Purpose: The Lugano Classification is the benchmark for evaluation of nodal lymphomas yet pediatric (ped) specific recommendations have not been included limiting its application to children. With increasing collaboration for AYA lymphoma clinical trials, inclusion of ped criteria is essential to allow for use of the Lugano Classification to all patients. With planned major updates to the 2014 classification, an opportunity to consider ped specific issues was identified.
Methods: 6 representatives from North America & Europe, HL & NHL, pediatric & radiation oncology & nuclear medicine convened to develop ped specific revisions. Ped-specific biomarker expertise was also obtained.

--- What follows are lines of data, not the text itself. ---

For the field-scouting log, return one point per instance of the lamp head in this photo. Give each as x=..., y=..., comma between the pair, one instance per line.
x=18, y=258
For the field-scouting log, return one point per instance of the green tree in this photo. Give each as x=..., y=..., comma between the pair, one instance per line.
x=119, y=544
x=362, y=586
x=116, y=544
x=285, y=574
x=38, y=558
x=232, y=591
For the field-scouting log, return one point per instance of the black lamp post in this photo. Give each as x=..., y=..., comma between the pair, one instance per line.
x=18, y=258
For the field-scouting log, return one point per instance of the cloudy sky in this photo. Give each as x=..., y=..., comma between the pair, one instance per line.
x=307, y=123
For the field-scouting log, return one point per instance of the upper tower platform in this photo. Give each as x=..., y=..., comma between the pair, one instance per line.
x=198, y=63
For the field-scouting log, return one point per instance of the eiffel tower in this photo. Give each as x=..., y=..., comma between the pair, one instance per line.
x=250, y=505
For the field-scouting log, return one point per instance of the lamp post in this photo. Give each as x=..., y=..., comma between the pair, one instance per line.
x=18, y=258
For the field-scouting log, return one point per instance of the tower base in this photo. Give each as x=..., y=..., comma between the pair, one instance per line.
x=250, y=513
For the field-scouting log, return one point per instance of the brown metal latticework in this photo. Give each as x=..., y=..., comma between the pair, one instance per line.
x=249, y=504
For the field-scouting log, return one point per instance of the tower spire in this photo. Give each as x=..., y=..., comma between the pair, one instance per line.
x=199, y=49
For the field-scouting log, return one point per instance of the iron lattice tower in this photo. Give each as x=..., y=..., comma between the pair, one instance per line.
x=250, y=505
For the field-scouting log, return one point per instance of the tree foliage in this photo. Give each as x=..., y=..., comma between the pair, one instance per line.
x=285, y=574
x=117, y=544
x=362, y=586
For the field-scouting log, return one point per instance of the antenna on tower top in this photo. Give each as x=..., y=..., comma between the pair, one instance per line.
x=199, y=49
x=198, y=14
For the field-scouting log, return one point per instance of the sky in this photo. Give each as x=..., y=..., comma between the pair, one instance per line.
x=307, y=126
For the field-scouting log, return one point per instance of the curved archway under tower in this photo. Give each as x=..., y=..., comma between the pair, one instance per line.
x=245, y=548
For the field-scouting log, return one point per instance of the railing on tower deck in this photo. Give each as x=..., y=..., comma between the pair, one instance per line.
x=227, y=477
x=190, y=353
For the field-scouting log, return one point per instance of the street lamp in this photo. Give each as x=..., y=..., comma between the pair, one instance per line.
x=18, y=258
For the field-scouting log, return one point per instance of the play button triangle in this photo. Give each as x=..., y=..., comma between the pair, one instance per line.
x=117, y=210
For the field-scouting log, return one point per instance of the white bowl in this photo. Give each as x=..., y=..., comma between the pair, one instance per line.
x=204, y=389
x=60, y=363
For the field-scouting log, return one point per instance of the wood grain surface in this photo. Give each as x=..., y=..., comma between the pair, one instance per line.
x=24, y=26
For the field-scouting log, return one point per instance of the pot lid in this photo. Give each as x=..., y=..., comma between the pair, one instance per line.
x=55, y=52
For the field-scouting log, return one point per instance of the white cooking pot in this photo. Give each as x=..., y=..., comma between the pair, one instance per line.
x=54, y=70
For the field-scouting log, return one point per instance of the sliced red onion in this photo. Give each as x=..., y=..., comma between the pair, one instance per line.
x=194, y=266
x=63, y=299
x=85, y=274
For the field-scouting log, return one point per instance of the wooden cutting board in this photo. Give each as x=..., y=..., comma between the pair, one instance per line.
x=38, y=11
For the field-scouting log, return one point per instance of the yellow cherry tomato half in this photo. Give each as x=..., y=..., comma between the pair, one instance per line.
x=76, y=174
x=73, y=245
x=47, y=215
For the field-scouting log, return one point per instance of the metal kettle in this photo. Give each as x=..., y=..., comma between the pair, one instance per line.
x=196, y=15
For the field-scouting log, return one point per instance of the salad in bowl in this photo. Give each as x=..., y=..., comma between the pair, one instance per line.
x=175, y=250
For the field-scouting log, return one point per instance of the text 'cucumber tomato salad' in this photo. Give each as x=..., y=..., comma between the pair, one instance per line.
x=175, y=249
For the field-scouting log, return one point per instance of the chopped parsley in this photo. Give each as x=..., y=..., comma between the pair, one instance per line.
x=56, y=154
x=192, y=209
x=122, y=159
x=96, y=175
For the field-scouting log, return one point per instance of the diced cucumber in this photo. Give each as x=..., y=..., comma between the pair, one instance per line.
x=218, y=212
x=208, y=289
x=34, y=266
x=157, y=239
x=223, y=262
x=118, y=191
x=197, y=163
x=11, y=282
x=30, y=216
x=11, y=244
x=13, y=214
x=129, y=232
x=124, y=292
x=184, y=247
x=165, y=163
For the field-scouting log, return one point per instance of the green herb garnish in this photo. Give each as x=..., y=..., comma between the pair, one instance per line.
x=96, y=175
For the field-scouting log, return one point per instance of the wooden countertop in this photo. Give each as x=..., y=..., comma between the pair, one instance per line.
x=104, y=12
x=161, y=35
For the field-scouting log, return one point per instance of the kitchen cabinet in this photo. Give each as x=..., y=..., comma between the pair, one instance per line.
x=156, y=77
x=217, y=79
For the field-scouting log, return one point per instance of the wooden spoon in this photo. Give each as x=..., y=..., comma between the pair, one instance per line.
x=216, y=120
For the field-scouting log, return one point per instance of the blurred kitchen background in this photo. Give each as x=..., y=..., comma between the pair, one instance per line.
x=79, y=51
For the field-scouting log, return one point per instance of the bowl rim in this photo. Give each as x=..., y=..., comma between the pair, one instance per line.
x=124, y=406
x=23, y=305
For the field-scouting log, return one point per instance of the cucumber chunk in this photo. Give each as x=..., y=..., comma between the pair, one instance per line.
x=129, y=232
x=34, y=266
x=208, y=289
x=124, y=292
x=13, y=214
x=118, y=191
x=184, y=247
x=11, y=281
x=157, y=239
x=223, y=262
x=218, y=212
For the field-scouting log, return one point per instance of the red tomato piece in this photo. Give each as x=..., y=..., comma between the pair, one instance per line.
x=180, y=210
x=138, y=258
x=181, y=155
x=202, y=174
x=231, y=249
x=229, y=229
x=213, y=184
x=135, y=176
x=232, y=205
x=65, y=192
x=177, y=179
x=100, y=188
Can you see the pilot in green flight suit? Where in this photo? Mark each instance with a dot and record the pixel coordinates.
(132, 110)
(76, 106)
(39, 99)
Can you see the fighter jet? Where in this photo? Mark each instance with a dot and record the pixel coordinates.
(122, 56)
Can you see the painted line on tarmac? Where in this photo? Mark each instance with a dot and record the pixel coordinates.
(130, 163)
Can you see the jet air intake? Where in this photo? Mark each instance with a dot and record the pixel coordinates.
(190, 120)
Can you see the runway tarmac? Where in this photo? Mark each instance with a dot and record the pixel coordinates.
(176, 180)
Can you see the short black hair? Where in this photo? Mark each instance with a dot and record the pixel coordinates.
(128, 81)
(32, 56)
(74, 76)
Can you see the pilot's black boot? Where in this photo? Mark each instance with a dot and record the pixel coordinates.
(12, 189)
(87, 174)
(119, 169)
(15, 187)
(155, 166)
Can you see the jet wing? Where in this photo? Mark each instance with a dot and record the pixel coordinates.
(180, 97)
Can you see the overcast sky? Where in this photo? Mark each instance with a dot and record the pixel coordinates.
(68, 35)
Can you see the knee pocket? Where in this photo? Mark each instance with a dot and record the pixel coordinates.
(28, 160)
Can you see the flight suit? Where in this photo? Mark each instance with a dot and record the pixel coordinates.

Results: The Ped Subcommittee (11 meetings between 9/2022-4/2023) recommended: Initial Evaluation: Systematic assessment of cancer predisposition risk and referral to genetic counseling; Consider risk for underlying immunodeficiency in select cases. Staging Criteria–Imaging: Limit lifetime exposures to radiation and anesthesia; Use measures to reduce brown fat activation to minimize PET false-positive results; reactive nodes<2 cm due to infection/inflammation are more common in children; Specific size criteria may underestimate bulk or organomegaly in children. Staging Criteria–Biomarkers: Few validated for clinical practice; TME by nanostring, image mass cytometry, ctDNA, TARC, MTV are of research interest. Prognostic Groups & Treatment Allocation: Risk stratification criteria vary from adult and across ped HL regimens. Most utilize low, intermediate and high-risk groups: E, bulk, & ESR/CRP elevations are used for treatment allocation regardless of stage; Age, leukocyte count, hematocrit, lymphocyte count, albumin, & number of nodal sites are not routinely used. Assessment of Response During Treatment: New PET avid nodes should not be considered a new site of disease if original sites had adequate response, especially if history or other findings suggest infection/inflammation. Follow Up Evaluations: False-positive findings may be related to thymic rebound or inflammation/infection; Ongoing imaging in the absence of clinical symptoms >2 years after treatment is not recommended; MRI or ultrasound are prioritized to limit lifetime radiation exposure; Lifelong follow up to monitor for late toxicities is highly encouraged.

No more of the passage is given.